Maike Wetzel erzählt von Durchschnittsmenschen, die drei Schritte vom Abgrund entfernt sind. Ein kleines Glück ist es schon, wenn man einmal mit Bild in der Lokalzeitung steht. Die Personen sind teilnahmslos und zurückhaltend. Wenn sie mal miteinander reden, dann über Belangloses. Manchmal aber fallen Sätze, die ein ganzes Leben zusammenfassen, die alles sagen und selbst schon eine Geschichte sind: »Ich will mich nicht beklagen. Ich bekam, was auf der Packung stand.«

Die Erzählungen setzen da ein, wo sich die Beziehungen aufzulösen beginnen. Männer und Frauen leben in einer fragmentierten Gesellschaft und insgeheim sehnen sie sich nach Klarheit und festen Strukturen. Die Paare bleiben nur solange zusammen, bis der Nächste kommt. Die meisten sind Lückenfüller, Platzhalter, Stellvertreter, mehr nicht.

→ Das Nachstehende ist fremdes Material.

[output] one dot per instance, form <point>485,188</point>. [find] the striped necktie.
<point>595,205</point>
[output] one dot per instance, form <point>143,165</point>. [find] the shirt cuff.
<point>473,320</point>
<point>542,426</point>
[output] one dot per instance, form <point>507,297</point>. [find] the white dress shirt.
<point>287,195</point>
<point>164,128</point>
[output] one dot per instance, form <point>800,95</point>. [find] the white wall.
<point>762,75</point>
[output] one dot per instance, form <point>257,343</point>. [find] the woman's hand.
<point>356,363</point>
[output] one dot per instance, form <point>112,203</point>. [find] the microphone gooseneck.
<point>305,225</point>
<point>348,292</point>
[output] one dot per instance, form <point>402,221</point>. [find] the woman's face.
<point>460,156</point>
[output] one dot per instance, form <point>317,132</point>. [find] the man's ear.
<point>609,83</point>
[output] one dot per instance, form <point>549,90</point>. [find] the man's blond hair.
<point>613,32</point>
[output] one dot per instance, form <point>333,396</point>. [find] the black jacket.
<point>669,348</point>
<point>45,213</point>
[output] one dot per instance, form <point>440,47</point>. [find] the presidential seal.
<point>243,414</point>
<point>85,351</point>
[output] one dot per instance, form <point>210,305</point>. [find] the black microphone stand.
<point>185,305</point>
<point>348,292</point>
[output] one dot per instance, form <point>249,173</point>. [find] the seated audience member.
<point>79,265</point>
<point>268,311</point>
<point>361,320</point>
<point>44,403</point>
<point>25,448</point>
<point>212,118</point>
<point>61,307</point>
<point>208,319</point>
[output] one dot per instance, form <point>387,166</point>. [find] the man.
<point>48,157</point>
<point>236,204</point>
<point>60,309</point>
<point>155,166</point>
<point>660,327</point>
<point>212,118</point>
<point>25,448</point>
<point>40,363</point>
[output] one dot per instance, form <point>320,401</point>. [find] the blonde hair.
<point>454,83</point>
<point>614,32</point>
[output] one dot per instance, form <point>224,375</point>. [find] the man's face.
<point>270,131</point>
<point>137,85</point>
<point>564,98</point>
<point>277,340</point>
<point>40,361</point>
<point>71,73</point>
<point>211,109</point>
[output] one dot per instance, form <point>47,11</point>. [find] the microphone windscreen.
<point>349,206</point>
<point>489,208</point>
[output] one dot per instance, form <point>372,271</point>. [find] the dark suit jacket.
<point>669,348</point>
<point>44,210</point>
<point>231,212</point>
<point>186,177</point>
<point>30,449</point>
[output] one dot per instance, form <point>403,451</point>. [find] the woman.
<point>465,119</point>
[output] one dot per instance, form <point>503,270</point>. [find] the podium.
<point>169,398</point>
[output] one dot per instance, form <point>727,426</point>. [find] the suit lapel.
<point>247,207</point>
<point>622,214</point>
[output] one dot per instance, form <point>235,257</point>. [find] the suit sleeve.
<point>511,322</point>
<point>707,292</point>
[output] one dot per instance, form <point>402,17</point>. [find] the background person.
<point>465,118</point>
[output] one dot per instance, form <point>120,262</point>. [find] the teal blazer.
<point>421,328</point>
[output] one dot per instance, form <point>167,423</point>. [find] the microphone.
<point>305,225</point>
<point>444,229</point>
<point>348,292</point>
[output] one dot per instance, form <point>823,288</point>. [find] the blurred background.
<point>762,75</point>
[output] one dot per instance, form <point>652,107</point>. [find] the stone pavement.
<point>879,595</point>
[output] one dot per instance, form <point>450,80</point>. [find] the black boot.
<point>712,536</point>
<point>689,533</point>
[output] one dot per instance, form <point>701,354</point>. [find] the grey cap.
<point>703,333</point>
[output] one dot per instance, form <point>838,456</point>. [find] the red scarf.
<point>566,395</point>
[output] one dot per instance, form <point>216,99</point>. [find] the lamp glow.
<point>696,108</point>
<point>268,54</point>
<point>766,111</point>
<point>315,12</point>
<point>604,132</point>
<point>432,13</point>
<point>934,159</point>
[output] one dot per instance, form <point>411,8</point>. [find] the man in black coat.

Maike Wetzels Frauen gehen mit Männern, die ihnen nichts bedeuten, die aber alles versprechen. Sie sehnen sich »nach etwas, das den Körper durchdringt«, schlafen, wie die »streichzarte« Jana, mit dem, der sich gerade anbietet, oder lassen sich ein Kind machen. Ein verzweifelter Mann geht mit der Ex ins Bett und findet es angenehm, »wenn das Reden unwichtig wird«. Eines haben alle gemeinsam: Sie sind einsam, hungrig und auf der Suche nach Liebe und Glück, obwohl das nie eindeutig artikuliert wird.

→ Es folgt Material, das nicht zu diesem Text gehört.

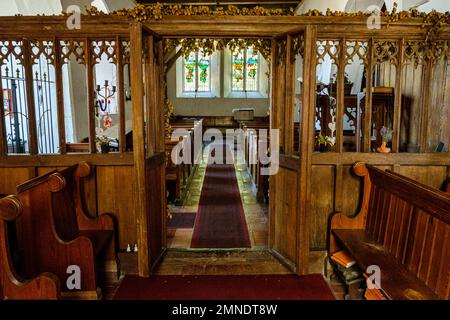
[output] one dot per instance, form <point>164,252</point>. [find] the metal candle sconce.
<point>105,94</point>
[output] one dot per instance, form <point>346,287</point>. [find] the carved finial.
<point>83,169</point>
<point>56,182</point>
<point>360,169</point>
<point>10,208</point>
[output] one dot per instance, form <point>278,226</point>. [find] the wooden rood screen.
<point>61,93</point>
<point>331,78</point>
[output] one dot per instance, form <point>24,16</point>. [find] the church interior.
<point>257,150</point>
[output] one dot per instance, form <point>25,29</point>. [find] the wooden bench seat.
<point>49,237</point>
<point>403,227</point>
<point>396,280</point>
<point>45,285</point>
<point>100,228</point>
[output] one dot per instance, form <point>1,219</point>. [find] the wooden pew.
<point>44,286</point>
<point>403,228</point>
<point>177,176</point>
<point>100,227</point>
<point>48,230</point>
<point>252,141</point>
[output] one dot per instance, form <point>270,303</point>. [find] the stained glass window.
<point>196,70</point>
<point>245,70</point>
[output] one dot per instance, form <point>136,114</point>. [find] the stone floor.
<point>227,262</point>
<point>255,213</point>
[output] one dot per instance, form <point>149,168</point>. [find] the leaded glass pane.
<point>238,70</point>
<point>189,72</point>
<point>251,74</point>
<point>203,72</point>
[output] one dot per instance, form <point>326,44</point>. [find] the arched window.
<point>196,72</point>
<point>245,70</point>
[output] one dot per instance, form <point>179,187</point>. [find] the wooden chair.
<point>102,227</point>
<point>12,286</point>
<point>403,228</point>
<point>48,229</point>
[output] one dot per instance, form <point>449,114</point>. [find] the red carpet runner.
<point>260,287</point>
<point>220,220</point>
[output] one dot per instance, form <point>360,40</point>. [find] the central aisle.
<point>220,220</point>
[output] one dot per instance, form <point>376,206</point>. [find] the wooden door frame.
<point>304,166</point>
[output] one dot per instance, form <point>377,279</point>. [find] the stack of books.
<point>343,258</point>
<point>347,265</point>
<point>373,294</point>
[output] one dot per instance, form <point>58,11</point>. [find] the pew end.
<point>401,228</point>
<point>12,287</point>
<point>358,221</point>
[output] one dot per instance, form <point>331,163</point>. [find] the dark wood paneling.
<point>322,206</point>
<point>10,178</point>
<point>115,194</point>
<point>432,176</point>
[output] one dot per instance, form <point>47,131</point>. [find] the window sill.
<point>248,95</point>
<point>196,95</point>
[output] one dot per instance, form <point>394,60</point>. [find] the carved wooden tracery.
<point>386,50</point>
<point>100,48</point>
<point>330,48</point>
<point>45,48</point>
<point>72,48</point>
<point>8,48</point>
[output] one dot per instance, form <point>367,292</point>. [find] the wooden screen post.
<point>160,147</point>
<point>60,97</point>
<point>137,91</point>
<point>90,94</point>
<point>3,143</point>
<point>368,106</point>
<point>273,125</point>
<point>289,98</point>
<point>426,101</point>
<point>28,66</point>
<point>120,95</point>
<point>340,105</point>
<point>398,98</point>
<point>306,148</point>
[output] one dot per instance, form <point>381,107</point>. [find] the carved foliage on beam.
<point>104,47</point>
<point>14,48</point>
<point>356,48</point>
<point>125,52</point>
<point>330,48</point>
<point>420,51</point>
<point>386,50</point>
<point>45,48</point>
<point>75,48</point>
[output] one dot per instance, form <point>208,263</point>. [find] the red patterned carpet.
<point>259,287</point>
<point>220,220</point>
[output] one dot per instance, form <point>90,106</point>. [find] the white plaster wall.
<point>211,106</point>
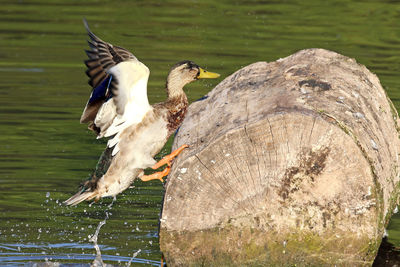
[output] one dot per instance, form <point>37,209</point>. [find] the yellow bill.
<point>207,75</point>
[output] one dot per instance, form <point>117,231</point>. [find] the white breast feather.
<point>130,100</point>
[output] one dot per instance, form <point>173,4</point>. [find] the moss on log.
<point>290,162</point>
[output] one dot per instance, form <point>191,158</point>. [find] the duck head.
<point>185,72</point>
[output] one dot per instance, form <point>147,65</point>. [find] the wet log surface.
<point>290,162</point>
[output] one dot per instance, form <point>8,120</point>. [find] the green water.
<point>45,152</point>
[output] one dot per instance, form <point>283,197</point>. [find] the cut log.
<point>290,162</point>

Beschrieben wird vor allem die Oberfläche, aber nicht im Stile einer Pop-Ästhetisierung, hier geht es eher um den konkreten Alltag, um das, was man sieht, hört, riecht. Maike Wetzels »Hochzeiten« sind auf Papier gebrachte Kurzfilme, die aber eher klassische Erzählungen zum Vorbild haben, als einen »Film in Worten«, wie es der amerikanische Beatnik Jack Kerouac forderte. In den Zwischenräumen wird sichtbar, was die Personen fühlen. Wetzel braucht nicht viel, um eine Stimmung zu erzeugen. Kleine Gesten reichen aus und manchmal schon ein einziges, trauriges Wort, um alles zu sagen: »Firmen-Grillpartys«.

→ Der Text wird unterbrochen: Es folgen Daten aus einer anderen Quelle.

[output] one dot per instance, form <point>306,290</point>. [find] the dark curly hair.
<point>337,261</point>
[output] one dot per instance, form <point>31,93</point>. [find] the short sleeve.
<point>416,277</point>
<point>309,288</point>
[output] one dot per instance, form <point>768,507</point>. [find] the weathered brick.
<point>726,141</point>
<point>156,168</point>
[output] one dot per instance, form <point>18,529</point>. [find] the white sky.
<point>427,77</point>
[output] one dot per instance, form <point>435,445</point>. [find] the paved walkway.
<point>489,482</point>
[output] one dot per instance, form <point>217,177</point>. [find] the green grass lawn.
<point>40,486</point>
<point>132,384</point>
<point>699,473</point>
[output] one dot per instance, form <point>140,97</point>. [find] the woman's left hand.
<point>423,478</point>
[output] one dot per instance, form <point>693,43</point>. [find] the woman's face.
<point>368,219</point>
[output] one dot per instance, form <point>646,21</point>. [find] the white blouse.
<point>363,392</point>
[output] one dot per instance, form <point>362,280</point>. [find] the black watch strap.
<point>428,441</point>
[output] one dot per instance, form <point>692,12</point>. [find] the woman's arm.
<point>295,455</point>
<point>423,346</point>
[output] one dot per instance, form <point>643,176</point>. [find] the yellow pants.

Kann man sich etwas Schrecklicheres vorstellen als »Firmen-Grillpartys»? Die Figuren sind meist Einzelgängerinnen, sie werden von niemandem so richtig akzeptiert, halten aber aus und hoffen auf Besserung. Sie sind Lebensabschnittspartner, und der Abschnitt ist oft nicht mehr als ein kurzes Abenteuer. Sie haben genug von sich und können doch nicht voneinander lassen. Darin gleichen die Kurzgeschichten denen von Raymond Carver oder eben Judith Hermann. Die Menschen wollen etwas anderes, ein anderes Leben, einen anderen Mann oder eine andere Frau, aber sie kämpfen nicht, sie sind ganz passiv und ergeben sich ihrem Schicksal.

Der verknappte, einfache Stil erzeugt eine Atmosphäre der Verlorenheit. Auch darin sind sich die beiden Autorinnen Wetzel und Hermann sehr ähnlich. Aber: Während sich durch Judith Hermanns Erzählungen immer noch eine verträumte Hoffnung zieht, eine Aussicht auf Glück, haben sich Wetzels Figuren schon mit dem Scheitern abgefunden. Sie arbeiten in der Kaufhalle oder am Imbiss, haben einen Balkon mit Blick auf die Schnellstraße, »vor ihnen Plattenbauten, über ihnen der Himmel und davor die Autobahnbrücke«. Nicht gerade eine tolle Perspektive. Und an ihrem Zustand wird sich so schnell nichts ändern.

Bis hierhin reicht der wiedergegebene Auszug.